Knocking at the magnificent wooden door, I could hear slight giggles and laughs coming from the inside so I guessed Eric had his girlfriend over. Meh. I didn't like her, but there's no way I could like one of his girlfriends anyway.

Eric himself opened the door for me and I could feel my heartbeat going crazy. His lips curled up into a bid boyish grin at the sight of myself, showing off white perfect teeth.

"Hey, Nora. What are you doing here at this time?" he asked me with a warm voice.

"I…well…my dad's drunk again and I didn't want to be in the same house with him, but since I see you're busy I'll just.." I didn't get to finish the sentence because Eric grabbed my arm and pulled me inside.

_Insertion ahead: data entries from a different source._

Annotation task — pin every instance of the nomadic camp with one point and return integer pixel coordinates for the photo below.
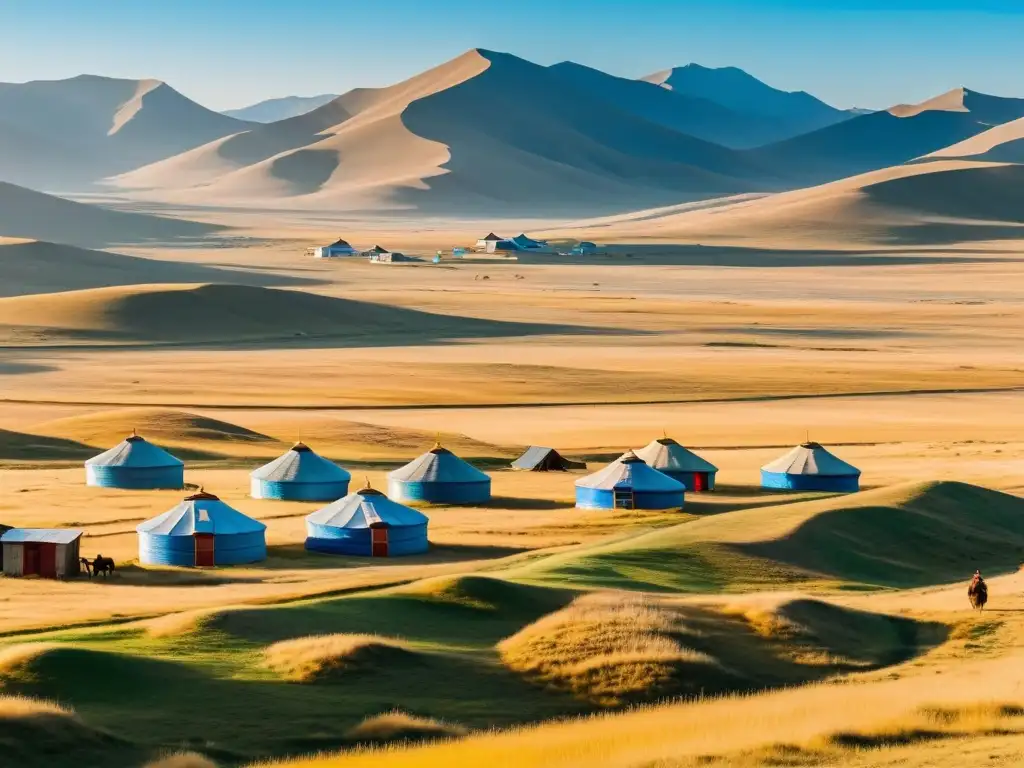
(670, 458)
(202, 531)
(50, 553)
(336, 249)
(367, 523)
(439, 477)
(300, 475)
(810, 467)
(135, 464)
(629, 483)
(538, 459)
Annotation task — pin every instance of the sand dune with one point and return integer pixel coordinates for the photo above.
(778, 115)
(886, 138)
(946, 201)
(189, 314)
(484, 132)
(69, 133)
(25, 213)
(38, 267)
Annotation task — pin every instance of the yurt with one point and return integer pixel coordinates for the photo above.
(204, 531)
(300, 475)
(670, 458)
(367, 523)
(439, 477)
(810, 467)
(629, 483)
(135, 464)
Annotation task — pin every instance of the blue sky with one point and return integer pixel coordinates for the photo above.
(227, 53)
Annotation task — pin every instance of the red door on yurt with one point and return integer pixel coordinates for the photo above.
(204, 550)
(48, 560)
(30, 558)
(378, 542)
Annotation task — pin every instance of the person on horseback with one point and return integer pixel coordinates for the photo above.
(977, 592)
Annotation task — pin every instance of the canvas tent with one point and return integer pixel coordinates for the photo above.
(338, 248)
(135, 464)
(50, 553)
(670, 458)
(439, 477)
(629, 483)
(810, 467)
(367, 523)
(538, 459)
(301, 474)
(202, 530)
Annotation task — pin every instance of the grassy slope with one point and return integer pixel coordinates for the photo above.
(903, 536)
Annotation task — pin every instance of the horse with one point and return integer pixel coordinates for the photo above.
(101, 564)
(977, 593)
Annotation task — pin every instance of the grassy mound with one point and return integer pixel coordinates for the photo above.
(610, 649)
(903, 536)
(397, 726)
(308, 659)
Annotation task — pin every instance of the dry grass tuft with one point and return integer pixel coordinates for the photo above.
(309, 658)
(608, 649)
(398, 726)
(182, 760)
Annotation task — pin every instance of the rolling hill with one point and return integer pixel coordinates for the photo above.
(273, 110)
(69, 133)
(890, 137)
(34, 215)
(485, 132)
(777, 114)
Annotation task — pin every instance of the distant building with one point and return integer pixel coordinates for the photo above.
(810, 467)
(50, 553)
(339, 248)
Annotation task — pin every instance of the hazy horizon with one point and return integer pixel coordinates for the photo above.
(864, 53)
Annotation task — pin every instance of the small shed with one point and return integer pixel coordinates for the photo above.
(538, 459)
(810, 467)
(135, 464)
(670, 458)
(50, 553)
(202, 531)
(300, 475)
(336, 249)
(439, 477)
(367, 523)
(629, 483)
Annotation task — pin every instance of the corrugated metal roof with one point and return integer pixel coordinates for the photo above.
(811, 459)
(41, 536)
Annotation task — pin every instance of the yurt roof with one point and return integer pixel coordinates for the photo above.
(201, 513)
(811, 459)
(301, 464)
(367, 508)
(667, 455)
(134, 452)
(40, 536)
(438, 465)
(630, 471)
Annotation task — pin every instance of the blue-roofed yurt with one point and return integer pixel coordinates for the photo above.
(439, 477)
(135, 464)
(367, 523)
(670, 458)
(300, 475)
(810, 467)
(202, 531)
(629, 483)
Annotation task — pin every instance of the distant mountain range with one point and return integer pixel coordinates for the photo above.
(485, 133)
(273, 110)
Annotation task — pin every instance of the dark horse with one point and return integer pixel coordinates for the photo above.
(101, 564)
(977, 593)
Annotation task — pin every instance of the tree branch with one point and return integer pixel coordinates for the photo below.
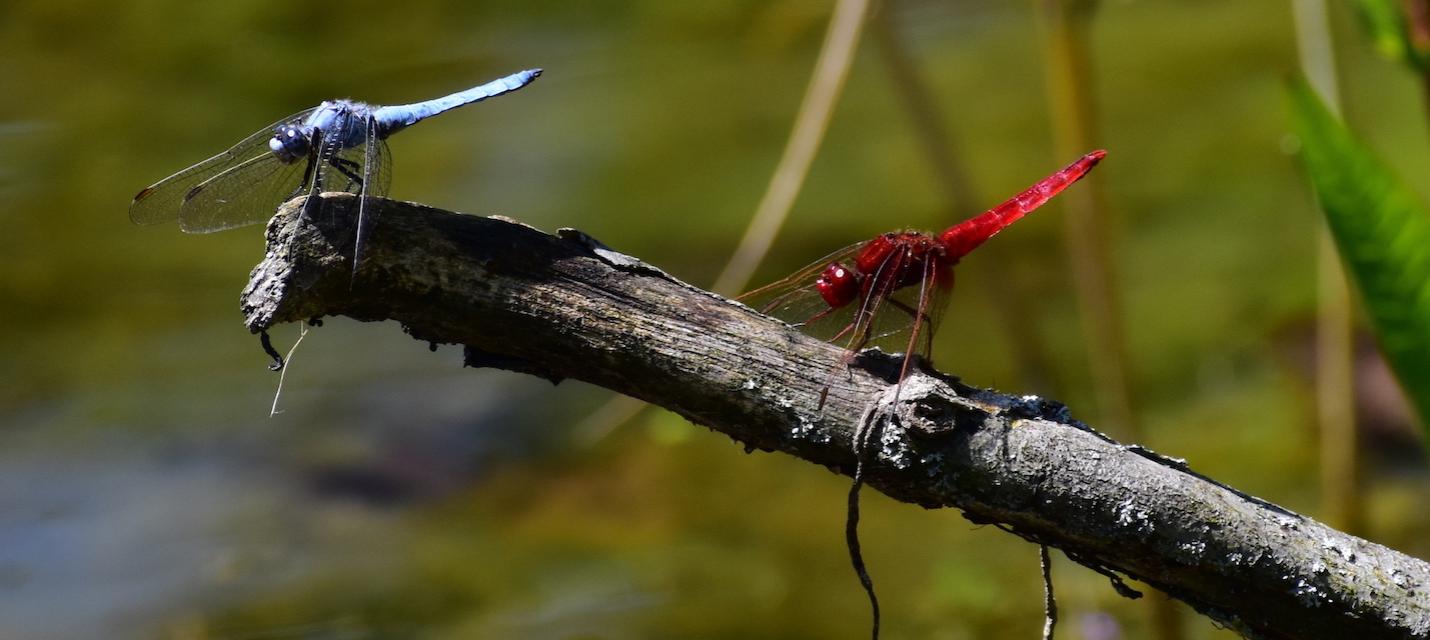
(564, 306)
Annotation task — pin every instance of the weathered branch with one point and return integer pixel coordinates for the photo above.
(564, 306)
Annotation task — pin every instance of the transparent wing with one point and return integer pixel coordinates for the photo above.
(795, 300)
(881, 316)
(165, 200)
(243, 195)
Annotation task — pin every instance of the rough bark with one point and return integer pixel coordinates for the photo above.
(564, 306)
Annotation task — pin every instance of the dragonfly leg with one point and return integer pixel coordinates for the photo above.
(918, 317)
(349, 169)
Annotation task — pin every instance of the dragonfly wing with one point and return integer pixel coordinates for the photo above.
(245, 193)
(165, 200)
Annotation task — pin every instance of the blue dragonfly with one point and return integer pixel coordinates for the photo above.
(336, 146)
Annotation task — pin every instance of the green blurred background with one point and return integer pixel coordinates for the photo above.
(145, 492)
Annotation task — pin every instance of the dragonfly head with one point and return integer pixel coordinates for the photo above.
(289, 143)
(838, 285)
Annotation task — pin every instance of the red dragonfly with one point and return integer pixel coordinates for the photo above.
(871, 273)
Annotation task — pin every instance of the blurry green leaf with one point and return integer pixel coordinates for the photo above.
(1383, 235)
(1386, 23)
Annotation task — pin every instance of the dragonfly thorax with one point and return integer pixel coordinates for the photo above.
(291, 143)
(893, 262)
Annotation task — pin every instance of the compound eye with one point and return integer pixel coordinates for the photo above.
(837, 285)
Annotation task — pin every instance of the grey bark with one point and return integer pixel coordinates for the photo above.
(564, 306)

"Nah. It's okay. You can sleep in the guest room which is more like your room now." He said, trying perhaps to be funny, but seeing my expression he just stopped. "I'm...sorry for that."

"No, it's okay." I shook my head and showed him a small smile to assure him he didn't offend me. "Is your mom home?" I asked quickly, trying to change the subject.

"Yeah. She's in the kitchen." He nodded, pointing to the kitchen door, even that I already knew where it was.

"Thanks." Was all I said then made my way to the kitchen, passing by the living room where Mary was on the sofa all pouty, waiting for Eric.

"Hey, Nora." She greeted me with a stupid smile on her face and I saw her beam at the sight of Eric going back to her.

"Hey…" I muttered then stormed into the kitchen.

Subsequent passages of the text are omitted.